This salad may not look like much, but it’s a super easy and nutritious fix for when you don’t have much time, plus it’s good warm and cold, can make a main dish or a side to your protein of choice. And you just need few ingredients. Can I add is also quite a cheap meal? And vegan?
It tastes better than it looks
Today I wanted to have Brussel sprouts – I had a bag of shaved ones in the fridge, but nothing I made previously was appealing to me. And I didn’t feel like having them raw. So I decided to make a warm salad with few ingredients I had available. If you never had millet before, it’s an excellent lectin free replacement for quinoa or rice, even for bulgur or couscous. You only need 1/4 cup (uncooked) millet for the salad, but you can make more and use the leftovers for the next day’s breakfast, as a porridge (see notes below). You can also add all kind of things to this salad, such as goat cheese and chicken. Or mushrooms and almond ricotta if you want to keep it vegan.

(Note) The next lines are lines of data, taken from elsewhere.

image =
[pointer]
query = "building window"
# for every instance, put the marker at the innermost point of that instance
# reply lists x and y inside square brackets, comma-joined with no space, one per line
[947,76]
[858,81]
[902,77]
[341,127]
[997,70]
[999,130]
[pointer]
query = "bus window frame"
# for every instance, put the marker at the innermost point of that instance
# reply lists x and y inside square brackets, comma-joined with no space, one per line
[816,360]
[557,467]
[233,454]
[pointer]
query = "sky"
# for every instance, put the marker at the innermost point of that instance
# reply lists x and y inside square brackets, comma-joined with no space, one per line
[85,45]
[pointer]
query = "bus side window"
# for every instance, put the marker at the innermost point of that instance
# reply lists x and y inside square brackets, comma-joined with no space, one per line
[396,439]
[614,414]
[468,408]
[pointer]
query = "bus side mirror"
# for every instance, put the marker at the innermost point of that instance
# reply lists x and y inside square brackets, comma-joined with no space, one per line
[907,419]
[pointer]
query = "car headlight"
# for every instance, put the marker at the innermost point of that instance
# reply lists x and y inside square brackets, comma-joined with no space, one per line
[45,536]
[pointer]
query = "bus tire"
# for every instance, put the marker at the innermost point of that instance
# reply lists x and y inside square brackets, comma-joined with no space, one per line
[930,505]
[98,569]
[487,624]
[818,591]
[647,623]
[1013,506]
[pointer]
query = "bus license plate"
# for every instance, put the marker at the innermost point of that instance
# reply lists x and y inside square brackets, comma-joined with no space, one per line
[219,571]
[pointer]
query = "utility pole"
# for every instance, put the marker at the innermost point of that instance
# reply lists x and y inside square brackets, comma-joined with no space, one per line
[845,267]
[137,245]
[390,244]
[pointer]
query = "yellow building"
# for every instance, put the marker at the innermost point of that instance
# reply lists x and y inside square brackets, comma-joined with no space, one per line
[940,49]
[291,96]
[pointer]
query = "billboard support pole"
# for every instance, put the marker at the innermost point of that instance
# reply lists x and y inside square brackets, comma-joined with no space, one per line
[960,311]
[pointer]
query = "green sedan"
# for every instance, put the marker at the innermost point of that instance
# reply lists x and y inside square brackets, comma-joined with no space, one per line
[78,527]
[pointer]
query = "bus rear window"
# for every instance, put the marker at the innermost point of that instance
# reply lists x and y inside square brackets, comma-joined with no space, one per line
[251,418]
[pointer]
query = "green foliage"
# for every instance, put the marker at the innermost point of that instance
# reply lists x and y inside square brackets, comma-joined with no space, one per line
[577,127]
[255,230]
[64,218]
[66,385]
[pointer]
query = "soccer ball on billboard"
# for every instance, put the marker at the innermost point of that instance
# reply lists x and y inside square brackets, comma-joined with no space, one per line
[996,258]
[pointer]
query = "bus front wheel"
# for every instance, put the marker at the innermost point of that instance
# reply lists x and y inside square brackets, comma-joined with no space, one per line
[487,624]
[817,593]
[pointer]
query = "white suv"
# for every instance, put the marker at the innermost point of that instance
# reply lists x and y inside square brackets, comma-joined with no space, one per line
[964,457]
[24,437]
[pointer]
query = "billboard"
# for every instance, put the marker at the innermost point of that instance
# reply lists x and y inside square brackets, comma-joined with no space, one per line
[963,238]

Balsamic Brussel Sprouts and Millet Warm Salad
- 1/4 cup millet
- 1 cup water with salt
- 12 oz shaved Brussel Sprouts
- handful of raw walnuts
- avocado oil (a generous amount)
- Modena balsamic vinegar
- salt and pepper
- 1/2 cup kalamata olives
- nutritional yeast
- a couple of black mission figs (optional)
- extra virgin olive oil
- balsamic vinegar
First start cooking the millet. Add 1/4 cup millet to an empty pan and toast for few minutes, just to get fragrant. Add 1 cup of salted water to the pan, being careful so the steam doesn't burn you. Bring to a boil, turn heat to low and let simmer for about 15 minutes or until all the water is absorbed. Mix occasionally.
Meanwhile add avocado or olive oil to a sautéing pan, and add the shaved Brussel sprouts. Stir and saute for about 5 minutes, add walnuts and continue to cook and stir for about 5, 10 minutes. No need to overcook.
Once both Brussel sprouts and millet are cooked, add to a mixing bowl, and add the spices to your taste: nutritional yeast, salt, pepper, extra virgin olive oil (be generous), Modena balsamic vinegar.
Add kalamata olives and sliced figs if using.
Serve warm or store in the fridge and serve later.
When I made the millet, I cooked 1/2 cup (with 2 cups of water), but only used half of the cooked millet for the salad. I just wanted to have more for another dish, since I was cooking it anyway. If you choose to cook 1/2 cup of millet, or even one cup, you can use the remaining millet as a porridge for the next day's breakfast (add some coconut milk, fruits, nuts, coconut flakes).